Holly is considered masculine to the ivy which is feminine, possibly because the holly is spiky and defensive where the ivy is more graceful? Interestingly, the nature of the holly brought into the house is supposed to determine or predict whether the house will be ruled by man or woman in the coming year. The smooth edged type signalling a woman’s rule. Another tradition says the same but for holly and ivy, with the plant first brought into the house marking the future year.
Holly was planted near homes as it was said to protect against lightning strikes. As with the oak, it is said to be associated with thunder and hence Thor. Bringing twigs into the house wards off evil spirits, which I imagine are particularly active in the dark nights of winter. Another seasonal link is found with the holly king who rules the year from mid summer to mid winter, when the oak king takes over.

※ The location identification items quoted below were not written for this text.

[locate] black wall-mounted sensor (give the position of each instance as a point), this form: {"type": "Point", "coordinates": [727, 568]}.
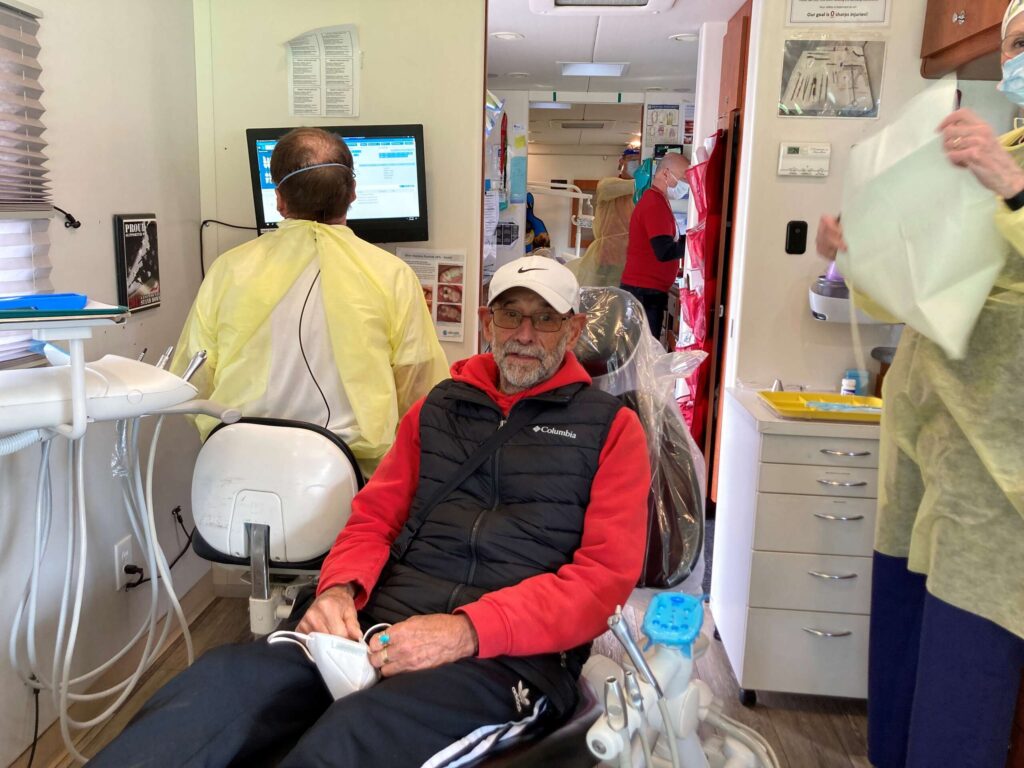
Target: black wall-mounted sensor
{"type": "Point", "coordinates": [796, 238]}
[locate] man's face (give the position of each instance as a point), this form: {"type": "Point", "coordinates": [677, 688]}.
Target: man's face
{"type": "Point", "coordinates": [526, 356]}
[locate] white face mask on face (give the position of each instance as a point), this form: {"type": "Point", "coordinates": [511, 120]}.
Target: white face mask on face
{"type": "Point", "coordinates": [678, 190]}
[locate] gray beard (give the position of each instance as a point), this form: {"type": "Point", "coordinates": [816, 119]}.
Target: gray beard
{"type": "Point", "coordinates": [516, 378]}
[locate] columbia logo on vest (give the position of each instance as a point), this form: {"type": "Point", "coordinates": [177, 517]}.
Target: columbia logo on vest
{"type": "Point", "coordinates": [552, 430]}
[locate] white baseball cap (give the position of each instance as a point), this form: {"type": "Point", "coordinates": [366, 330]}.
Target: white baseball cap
{"type": "Point", "coordinates": [545, 276]}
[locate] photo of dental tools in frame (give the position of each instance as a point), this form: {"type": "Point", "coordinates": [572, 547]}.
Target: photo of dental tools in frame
{"type": "Point", "coordinates": [832, 78]}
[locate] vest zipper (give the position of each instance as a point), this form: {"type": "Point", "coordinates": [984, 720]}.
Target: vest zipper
{"type": "Point", "coordinates": [475, 529]}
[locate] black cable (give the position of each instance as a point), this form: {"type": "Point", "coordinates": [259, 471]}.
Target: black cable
{"type": "Point", "coordinates": [203, 223]}
{"type": "Point", "coordinates": [70, 220]}
{"type": "Point", "coordinates": [303, 350]}
{"type": "Point", "coordinates": [176, 512]}
{"type": "Point", "coordinates": [35, 730]}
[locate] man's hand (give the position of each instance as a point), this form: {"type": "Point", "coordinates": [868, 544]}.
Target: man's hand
{"type": "Point", "coordinates": [970, 142]}
{"type": "Point", "coordinates": [423, 642]}
{"type": "Point", "coordinates": [333, 612]}
{"type": "Point", "coordinates": [829, 240]}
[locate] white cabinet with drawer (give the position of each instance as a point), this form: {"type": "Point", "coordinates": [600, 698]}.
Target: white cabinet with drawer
{"type": "Point", "coordinates": [794, 532]}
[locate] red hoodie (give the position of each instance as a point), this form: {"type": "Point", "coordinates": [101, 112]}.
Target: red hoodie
{"type": "Point", "coordinates": [545, 613]}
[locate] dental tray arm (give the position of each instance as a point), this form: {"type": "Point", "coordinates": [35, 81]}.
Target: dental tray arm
{"type": "Point", "coordinates": [203, 408]}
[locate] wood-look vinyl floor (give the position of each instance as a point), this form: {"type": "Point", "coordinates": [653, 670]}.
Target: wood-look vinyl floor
{"type": "Point", "coordinates": [805, 731]}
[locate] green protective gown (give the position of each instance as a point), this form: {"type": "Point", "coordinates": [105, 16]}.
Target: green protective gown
{"type": "Point", "coordinates": [382, 337]}
{"type": "Point", "coordinates": [951, 497]}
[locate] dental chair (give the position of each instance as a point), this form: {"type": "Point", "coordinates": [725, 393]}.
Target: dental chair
{"type": "Point", "coordinates": [270, 496]}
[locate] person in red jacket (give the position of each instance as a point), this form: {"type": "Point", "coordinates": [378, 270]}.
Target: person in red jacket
{"type": "Point", "coordinates": [655, 246]}
{"type": "Point", "coordinates": [494, 589]}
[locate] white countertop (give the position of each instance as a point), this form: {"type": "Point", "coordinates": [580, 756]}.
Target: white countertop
{"type": "Point", "coordinates": [770, 423]}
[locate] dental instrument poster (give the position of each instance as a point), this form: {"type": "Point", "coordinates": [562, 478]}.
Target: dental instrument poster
{"type": "Point", "coordinates": [137, 264]}
{"type": "Point", "coordinates": [832, 78]}
{"type": "Point", "coordinates": [324, 73]}
{"type": "Point", "coordinates": [833, 12]}
{"type": "Point", "coordinates": [441, 274]}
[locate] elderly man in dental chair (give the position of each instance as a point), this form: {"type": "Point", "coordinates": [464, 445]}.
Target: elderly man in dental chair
{"type": "Point", "coordinates": [497, 537]}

Whilst the tradition of bringing holly into the house goes back much further, Christianity has appropriated it as a representation of Jesus. Holly is said to be representative of his crown of thorns, the red berries his blood and the white flowers a reminder of purity and his virgin birth.
Ivy is another evergreen plant and also represents eternity. It can grow in difficult environments and climbs upwards, using other plants, to reach the sunlight. Given enough time, they can also bind together other plants which has been taken to mean it is symbolic of unions, whether friendships or more. It can also mean fidelity and peace (as it brings together different plants).

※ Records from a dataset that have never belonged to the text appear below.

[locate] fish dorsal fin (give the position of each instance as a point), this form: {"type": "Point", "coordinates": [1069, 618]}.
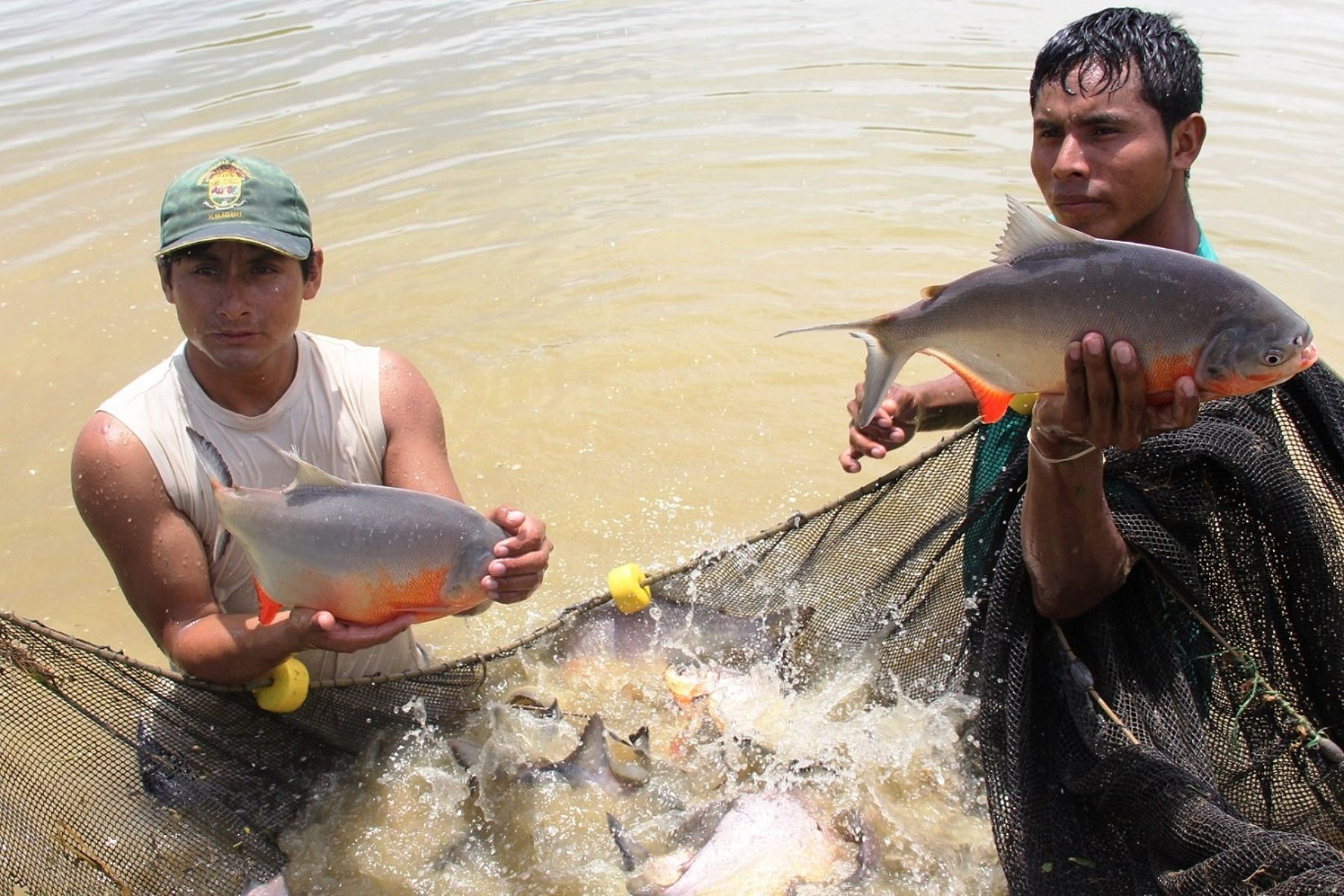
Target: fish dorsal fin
{"type": "Point", "coordinates": [309, 474]}
{"type": "Point", "coordinates": [1028, 231]}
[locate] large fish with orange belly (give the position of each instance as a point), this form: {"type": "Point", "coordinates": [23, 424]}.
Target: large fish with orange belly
{"type": "Point", "coordinates": [364, 553]}
{"type": "Point", "coordinates": [1004, 328]}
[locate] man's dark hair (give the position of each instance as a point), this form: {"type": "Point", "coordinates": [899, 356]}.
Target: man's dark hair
{"type": "Point", "coordinates": [181, 254]}
{"type": "Point", "coordinates": [1167, 58]}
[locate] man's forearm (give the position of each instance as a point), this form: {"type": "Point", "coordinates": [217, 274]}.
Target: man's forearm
{"type": "Point", "coordinates": [1074, 554]}
{"type": "Point", "coordinates": [230, 648]}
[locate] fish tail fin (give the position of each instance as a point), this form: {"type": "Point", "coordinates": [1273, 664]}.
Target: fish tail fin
{"type": "Point", "coordinates": [589, 761]}
{"type": "Point", "coordinates": [886, 358]}
{"type": "Point", "coordinates": [855, 326]}
{"type": "Point", "coordinates": [267, 608]}
{"type": "Point", "coordinates": [210, 458]}
{"type": "Point", "coordinates": [880, 371]}
{"type": "Point", "coordinates": [632, 855]}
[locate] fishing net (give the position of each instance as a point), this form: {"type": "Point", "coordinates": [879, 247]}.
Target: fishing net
{"type": "Point", "coordinates": [1174, 741]}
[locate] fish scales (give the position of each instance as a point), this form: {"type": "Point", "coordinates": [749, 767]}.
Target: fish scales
{"type": "Point", "coordinates": [1004, 328]}
{"type": "Point", "coordinates": [364, 553]}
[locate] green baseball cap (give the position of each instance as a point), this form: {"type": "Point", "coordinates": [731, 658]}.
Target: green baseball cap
{"type": "Point", "coordinates": [235, 198]}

As we’ve just seen, ivy is considered feminine and apparently in Ancient Greek mythology, there was a dancing girl who danced herself to death, dying at the feet of Dionysus. He was moved by her dancing and transformed her into the ivy plant. Moving to Rome, ivy is said to be linked to the god of wine, Bacchus, Dionysus’ counterpart. I wonder if this is in part due to the way ivy grows in a similar way to grape vines? Don’t try eating ivy berries though… they’re poisonous.
On Owlcation, Edith Rickert, who researched carols from 1400-1700, is referenced as noting that many holly and ivy carols existed during this time period and often involved a debate about the relative merits of men and women.
From a Christian perspective, Ivy, with it’s need to use other plants for support, is said to be a reminder that we need to cling to god for support…
If you’ve read some of my animal spirit posts, you’ll have realised that virtually everything is a symbol for an aspect of Christianity. Hence my cynical tone here is not about the religion, it’s about the shoehorning of symbolism.
And a tiny note about mistletoe
Mistletoe was thought to protect from evil and was also associated with fertility. Whilst we use it today for Christmas, it was thought to be bad luck to bring it into the house before New Years Eve. On a basic level, this makes more sense for the current practice of kissing under mistletoe, surely you want a new relationship to start as the year starts not as it dies?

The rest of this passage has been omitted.